Strategy Synthesis for Stochastic Rabin Games with Discounted Reward
For researchers in formal methods and game theory, this work advances the understanding of strategy complexity in stochastic games with combined qualitative and quantitative objectives.
The paper tackles strategy synthesis in stochastic Rabin games with discounted reward, showing that optimal almost-sure winning strategies may require infinite memory, but epsilon-optimal strategies can be finite-memory or memoryless. It provides a necessary and sufficient condition for memoryless epsilon-optimal strategies and an algorithm to compute them.

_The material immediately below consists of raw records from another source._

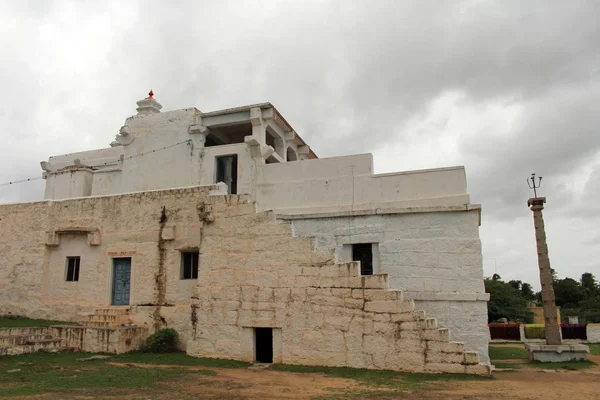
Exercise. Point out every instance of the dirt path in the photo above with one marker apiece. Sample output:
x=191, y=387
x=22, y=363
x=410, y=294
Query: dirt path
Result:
x=265, y=384
x=530, y=385
x=256, y=383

Stochastic games are often used to model reactive processes. We consider the problem of synthesizing an optimal almost-sure winning strategy in a two-player (namely a system and its environment) turn-based stochastic game with both a qualitative objective as a Rabin winning condition, and a quantitative objective as a discounted reward. Optimality is considered only over the almost-sure winning strategies, i.e., system strategies that guarantee the satisfaction of the Rabin condition with probability 1 regardless of the environment's strategy. We show that optimal almost-sure winning strategies may need infinite memory, but epsilon-optimal almost-sure winning strategies can always be finite-memory or even memoryless. We identify a sufficient and necessary condition of the existence of memoryless epsilon-optimal almost-sure winning strategies and propose an algorithm to compute one when this condition is satisfied.